Brown struck up relations with then vice-president Hubert Humphrey (who subsequently endorsed Brown’s Don’t Be a Dropout campaign to encourage young people to stay in education) and Richard Nixon to name a few.

Jackson broke the invisible colour divide on MTV, making the way for numerous African-Americans to dominate the entertainment medium. Along the way, he founded his Heal the World Foundation (with Jimmy Carter as the chief Ambassador of it, no doubt!) and spoke at the Oxford Union on the subject of how best to rear children in a world packed with consumerism and digital excess.

Martin Luther King and Malcolm X preceded Barack Obama in bringing black consciousness to the surface. Chris Gardner, the subject of the Will Smith film The Pursuit of Happiness, started his own stock-brokerage firm, Gardner Rich LLC (with offices in New York, San Francisco and Chicago) in 1987 going on to become a leading philanthropist too, assisting with charities to cure homelessness, a challenge he had to overcome in the mid-1980s when working on a trainee course which got him his eventual job.

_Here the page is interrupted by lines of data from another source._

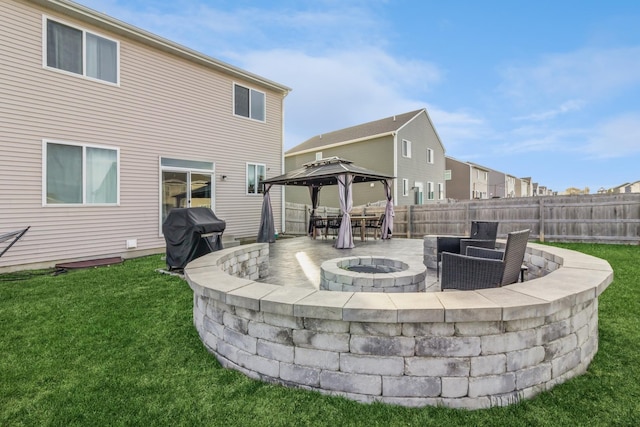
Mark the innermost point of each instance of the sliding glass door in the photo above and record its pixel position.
(185, 184)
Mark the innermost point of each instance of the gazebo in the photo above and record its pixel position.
(317, 174)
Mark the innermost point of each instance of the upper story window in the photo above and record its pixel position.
(248, 103)
(430, 191)
(406, 148)
(81, 52)
(80, 174)
(255, 175)
(429, 155)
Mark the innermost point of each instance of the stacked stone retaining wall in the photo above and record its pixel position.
(463, 349)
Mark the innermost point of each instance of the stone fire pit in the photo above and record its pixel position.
(372, 274)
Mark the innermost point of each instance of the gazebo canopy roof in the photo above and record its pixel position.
(325, 172)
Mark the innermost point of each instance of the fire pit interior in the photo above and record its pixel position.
(373, 269)
(372, 274)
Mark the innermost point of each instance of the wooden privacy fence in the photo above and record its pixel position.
(589, 218)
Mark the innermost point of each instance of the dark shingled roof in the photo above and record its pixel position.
(325, 172)
(377, 127)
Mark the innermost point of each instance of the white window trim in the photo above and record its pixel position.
(406, 155)
(233, 103)
(246, 178)
(84, 171)
(431, 191)
(84, 52)
(430, 154)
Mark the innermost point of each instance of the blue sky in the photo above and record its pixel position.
(547, 89)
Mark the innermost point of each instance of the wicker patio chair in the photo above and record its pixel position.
(483, 234)
(484, 268)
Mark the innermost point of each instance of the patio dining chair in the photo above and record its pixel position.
(484, 268)
(483, 234)
(375, 225)
(318, 225)
(333, 225)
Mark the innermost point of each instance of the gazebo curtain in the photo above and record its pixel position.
(314, 191)
(387, 223)
(345, 236)
(267, 231)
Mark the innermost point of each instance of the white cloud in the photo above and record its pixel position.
(584, 74)
(565, 107)
(616, 137)
(342, 88)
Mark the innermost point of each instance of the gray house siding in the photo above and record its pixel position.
(497, 186)
(378, 146)
(416, 169)
(459, 186)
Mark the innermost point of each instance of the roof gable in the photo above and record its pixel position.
(364, 131)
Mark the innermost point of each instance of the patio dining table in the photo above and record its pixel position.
(355, 221)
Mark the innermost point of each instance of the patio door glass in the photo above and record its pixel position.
(184, 188)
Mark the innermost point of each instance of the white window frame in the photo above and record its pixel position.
(84, 75)
(251, 91)
(46, 142)
(430, 154)
(430, 191)
(258, 190)
(406, 148)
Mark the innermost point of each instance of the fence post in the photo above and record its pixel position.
(541, 237)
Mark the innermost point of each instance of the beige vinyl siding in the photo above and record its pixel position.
(165, 106)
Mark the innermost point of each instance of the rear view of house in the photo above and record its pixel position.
(405, 146)
(106, 127)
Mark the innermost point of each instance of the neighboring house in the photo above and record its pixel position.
(406, 146)
(468, 180)
(106, 127)
(512, 186)
(627, 188)
(526, 190)
(497, 187)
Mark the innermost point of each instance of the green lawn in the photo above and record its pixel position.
(116, 346)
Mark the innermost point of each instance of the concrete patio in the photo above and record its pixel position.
(296, 261)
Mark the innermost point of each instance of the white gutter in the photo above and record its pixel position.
(338, 144)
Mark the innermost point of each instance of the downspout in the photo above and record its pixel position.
(395, 168)
(282, 187)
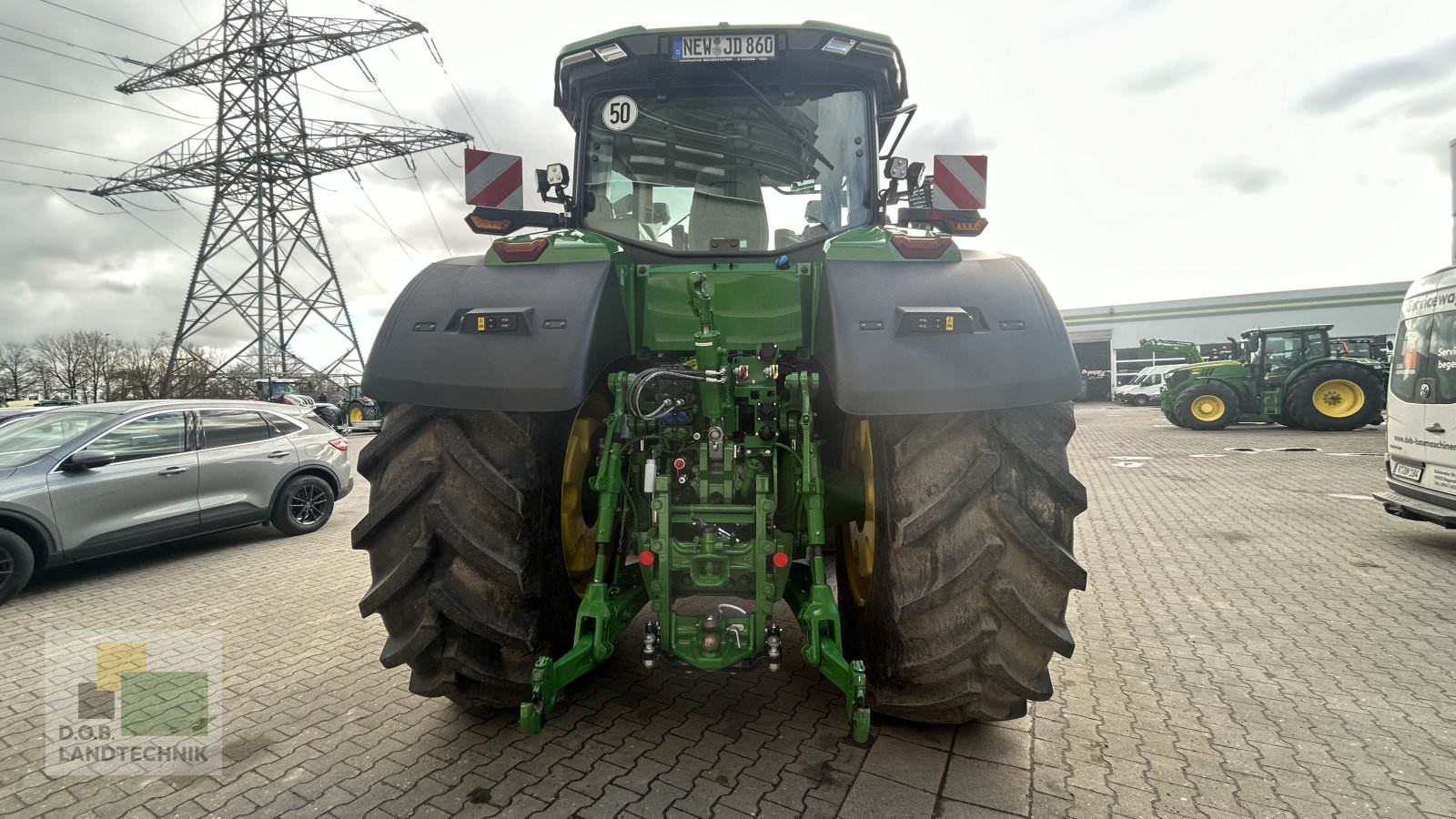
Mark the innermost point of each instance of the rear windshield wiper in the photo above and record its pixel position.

Updating oneself to the present, we can see this dream of the baby boomers has finally come to fruition with the arrival of Adam Afriyie and Simeon Williams.

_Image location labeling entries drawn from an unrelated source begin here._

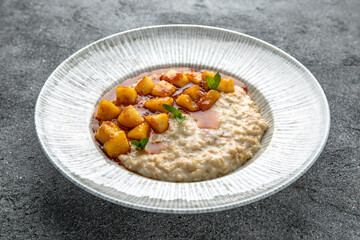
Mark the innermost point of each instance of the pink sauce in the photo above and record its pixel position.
(155, 147)
(207, 119)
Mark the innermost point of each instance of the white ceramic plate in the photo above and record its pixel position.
(289, 96)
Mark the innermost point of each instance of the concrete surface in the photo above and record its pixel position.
(37, 202)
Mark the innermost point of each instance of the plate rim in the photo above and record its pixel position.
(207, 209)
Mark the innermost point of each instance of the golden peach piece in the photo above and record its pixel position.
(129, 117)
(208, 100)
(140, 132)
(186, 102)
(125, 95)
(107, 110)
(117, 144)
(176, 78)
(155, 104)
(204, 85)
(158, 122)
(226, 85)
(106, 130)
(194, 92)
(163, 89)
(194, 77)
(145, 86)
(207, 73)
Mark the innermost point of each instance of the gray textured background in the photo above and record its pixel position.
(38, 202)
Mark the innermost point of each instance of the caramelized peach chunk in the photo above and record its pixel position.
(106, 130)
(208, 100)
(158, 122)
(125, 95)
(186, 102)
(194, 92)
(140, 132)
(207, 73)
(194, 77)
(163, 89)
(226, 85)
(117, 144)
(176, 78)
(145, 86)
(155, 104)
(129, 117)
(107, 110)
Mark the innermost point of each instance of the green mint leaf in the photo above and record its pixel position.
(214, 82)
(140, 145)
(177, 113)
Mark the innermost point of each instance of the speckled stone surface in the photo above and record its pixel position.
(37, 202)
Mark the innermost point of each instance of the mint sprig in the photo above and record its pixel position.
(140, 144)
(213, 83)
(176, 112)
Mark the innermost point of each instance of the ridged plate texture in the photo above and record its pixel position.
(290, 98)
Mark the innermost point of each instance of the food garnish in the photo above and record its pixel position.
(213, 83)
(176, 112)
(140, 144)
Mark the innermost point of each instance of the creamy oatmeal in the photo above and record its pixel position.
(210, 142)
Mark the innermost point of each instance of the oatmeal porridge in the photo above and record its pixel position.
(179, 125)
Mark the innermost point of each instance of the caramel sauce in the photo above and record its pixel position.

Adam Afriyie made history in 2005, becoming the UK’s first black Conservative MP for Windsor and has subsequently been appointed by Tory leader, David Cameron, to be Shadow Minister for Innovation, Schools and Universities.

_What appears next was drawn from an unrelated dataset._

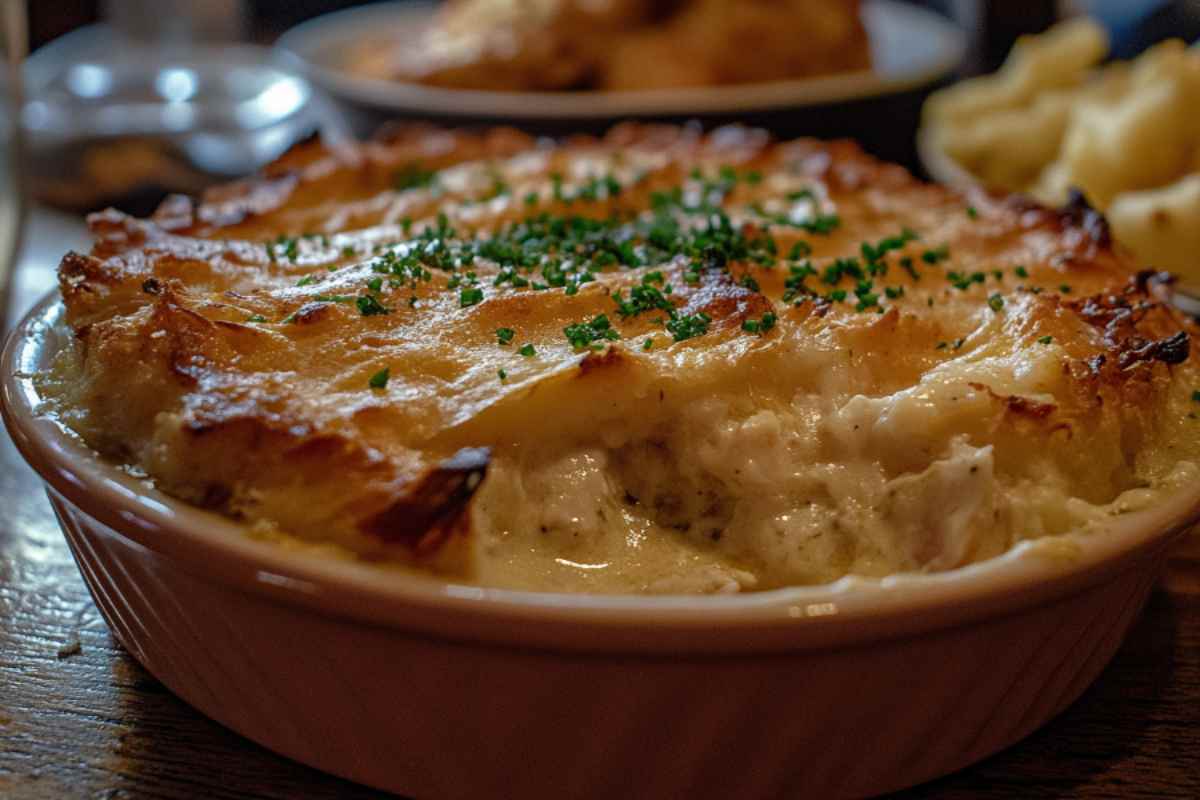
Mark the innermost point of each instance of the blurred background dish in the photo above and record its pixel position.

With the Conservative’s electoral prospects looking the best they have done for years, Mr Afriyie looks like he will be joined by Shaun Bailey and Wilfred Emmanuel-Jones, breaking an ensuing political mould that black people are frequent charity cases which consistently rely on the Labour party and welfarism.

My former college and university colleague, fellow Afro-Caribbean, Simeon Williams has been trailing the world in the form of Cradles and Co, the new information services provider firm he co founded, dealing with themes of sustainable development in China, acting as a dynamic middleman between inter-governmental relations and businesses looking for ways to invest sustainably in one of the world’s largest economies.

Simeon is the living epitome of James Brown’s ‘Black Capitalism’ – a bold, intuitive and innovative personality with mountains of experience in the financial and political systems which guide domestic and international political-economic relations, ranging from IPPR, Deutsche Bank and at DLA Piper’s Global Government Relations department.

On the academic-political side, two of the UK’s most prestigious universities have elected within the past two years the first ever black presidents of their respective student unions.

Oxford elected Lewis Iwu as student union president for the 2008-2009 academic year, while York elected Tim Ngwena as student union president for the upcoming academic year of 2009-2010.

Having won the university’s mini-Apprentice competition and successfully staging one of the university’s most successful events of 2009 – the Fusion dance extravaganza – Tim covered, in one year, the entertainment, political and economic opportunities I mentioned at the beginning of this article.

The future for black leaders is looking brighter than ever. In an ever-increasingly diverse and changing world, blacks are increasingly coming to dominate the political and economic domains like never before.

The dream of Martin Luther King has finally come true, and the nightmare that Malcolm X so vigorously campaigned against is finally coming to a close.